Wir sehen somit, dass Frauenrechte stets einen prekären Status behalten. Errungen und erledigt, das spielt es offenbar nicht. Immerhin gibt es in Österreich keine Debatte darüber, irgendetwas von der geltenden Regelung zurückzunehmen – zumindest vonseiten der politischen Verantwortungsträgerinnen. Es marschieren zwar ÖVP-Parteimitglieder regelmäßig beim radikalen Antiabtreibungsevent "Marsch für das Leben" mit (DER STANDARD berichtete), andere aus der Partei tolerieren, akzeptieren und unterstützen die Regelung aber durchaus.

In den 1970er-Jahren war die ÖVP klipp und klar gegen die straffreie Möglichkeit abzutreiben. Frauen sollten ein Kind austragen, ob sie wollen oder nicht. Der Nationalrat stimmte 1973 während der Alleinregierung der SPÖ gegen die Stimmen von ÖVP und FPÖ dem Antrag zur Fristenregelung zu. Konservative Parteien wollen vor allem gesellschaftspolitisch oft alles so lassen, wie es ist.

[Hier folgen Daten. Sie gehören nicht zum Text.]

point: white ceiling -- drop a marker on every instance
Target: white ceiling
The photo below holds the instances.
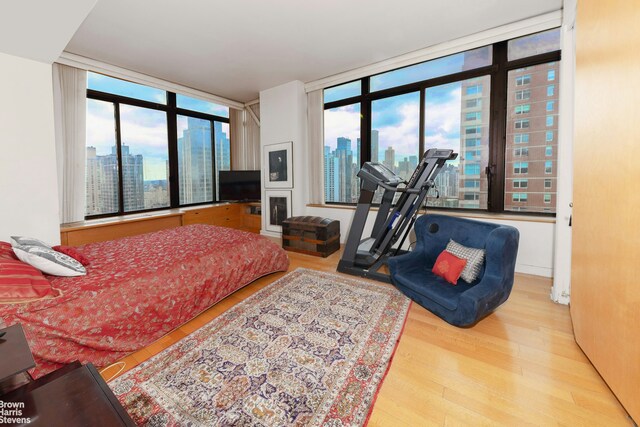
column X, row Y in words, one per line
column 236, row 48
column 38, row 29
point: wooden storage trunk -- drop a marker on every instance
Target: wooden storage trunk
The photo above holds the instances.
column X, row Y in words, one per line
column 311, row 235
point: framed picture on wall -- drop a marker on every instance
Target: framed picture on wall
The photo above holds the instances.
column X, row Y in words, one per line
column 278, row 208
column 278, row 161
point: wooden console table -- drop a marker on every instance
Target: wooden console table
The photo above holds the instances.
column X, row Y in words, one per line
column 243, row 216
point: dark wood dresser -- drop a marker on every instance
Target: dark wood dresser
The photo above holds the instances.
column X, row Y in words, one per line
column 75, row 395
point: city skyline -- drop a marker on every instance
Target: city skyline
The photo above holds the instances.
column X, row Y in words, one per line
column 457, row 117
column 142, row 191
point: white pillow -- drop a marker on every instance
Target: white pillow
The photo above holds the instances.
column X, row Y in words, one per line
column 49, row 261
column 27, row 241
column 474, row 257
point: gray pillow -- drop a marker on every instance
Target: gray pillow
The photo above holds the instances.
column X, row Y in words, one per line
column 474, row 257
column 49, row 261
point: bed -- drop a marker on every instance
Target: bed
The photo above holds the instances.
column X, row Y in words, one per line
column 139, row 288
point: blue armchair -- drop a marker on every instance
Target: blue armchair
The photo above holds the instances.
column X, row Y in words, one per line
column 466, row 303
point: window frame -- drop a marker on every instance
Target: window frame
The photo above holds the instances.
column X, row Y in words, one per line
column 172, row 112
column 498, row 72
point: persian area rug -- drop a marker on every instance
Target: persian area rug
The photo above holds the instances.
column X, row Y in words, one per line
column 311, row 349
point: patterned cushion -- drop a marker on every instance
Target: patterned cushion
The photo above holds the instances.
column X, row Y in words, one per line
column 49, row 261
column 449, row 267
column 27, row 241
column 20, row 282
column 474, row 257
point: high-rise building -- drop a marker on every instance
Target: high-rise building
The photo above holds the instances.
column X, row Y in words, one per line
column 390, row 158
column 474, row 144
column 102, row 181
column 375, row 135
column 344, row 170
column 532, row 139
column 132, row 179
column 195, row 162
column 223, row 147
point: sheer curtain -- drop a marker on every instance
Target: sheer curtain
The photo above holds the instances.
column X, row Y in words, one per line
column 70, row 106
column 245, row 138
column 315, row 120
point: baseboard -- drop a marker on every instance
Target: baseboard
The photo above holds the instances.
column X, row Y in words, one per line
column 534, row 270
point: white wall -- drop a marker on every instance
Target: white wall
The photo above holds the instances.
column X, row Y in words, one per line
column 283, row 117
column 535, row 254
column 28, row 184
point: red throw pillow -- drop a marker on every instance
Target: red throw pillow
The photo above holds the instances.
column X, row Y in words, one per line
column 449, row 267
column 20, row 282
column 73, row 253
column 6, row 251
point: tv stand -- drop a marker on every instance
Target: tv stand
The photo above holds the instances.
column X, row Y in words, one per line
column 243, row 216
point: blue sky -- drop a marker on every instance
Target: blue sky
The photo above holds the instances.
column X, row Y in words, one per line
column 397, row 121
column 397, row 118
column 144, row 130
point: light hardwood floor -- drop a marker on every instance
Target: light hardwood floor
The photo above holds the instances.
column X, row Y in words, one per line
column 519, row 366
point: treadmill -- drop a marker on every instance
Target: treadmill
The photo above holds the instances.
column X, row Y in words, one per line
column 365, row 256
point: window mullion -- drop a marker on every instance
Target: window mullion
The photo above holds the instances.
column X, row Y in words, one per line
column 116, row 110
column 172, row 135
column 497, row 130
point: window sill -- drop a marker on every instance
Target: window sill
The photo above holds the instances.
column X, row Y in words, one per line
column 472, row 214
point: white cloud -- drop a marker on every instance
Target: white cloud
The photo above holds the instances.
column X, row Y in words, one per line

Insofern passt es ins Bild, dass jetzt auch die ÖVP-Frauenministerin die geltende Fristenregelung so lassen will, wie sie ist.

"Erschreckender Rückschritt"

Frauen dürften nicht in illegale Abtreibung gezwungen werden, das sei "klar abzulehnen", so Susanne Raab. Immerhin, das klingt doch nach einer guten Entwicklung, die sich in der ÖVP breitgemacht hat. Fast schon revolutionär und deshalb ziemlich überraschend klingt allerdings, was Jugendstaatssekretärin Claudia Plakolm, auch ÖVP, zum Fall des Grundsatzurteils Roe v. Wade sagte: "Ich halte das Urteil für einen erschreckenden Rückschritt ins Zeitalter der Engelmacherinnen. Wir haben in Österreich eine solide Gesetzgebung, die wir unter Garantie nicht einschränken werden", sagt sie.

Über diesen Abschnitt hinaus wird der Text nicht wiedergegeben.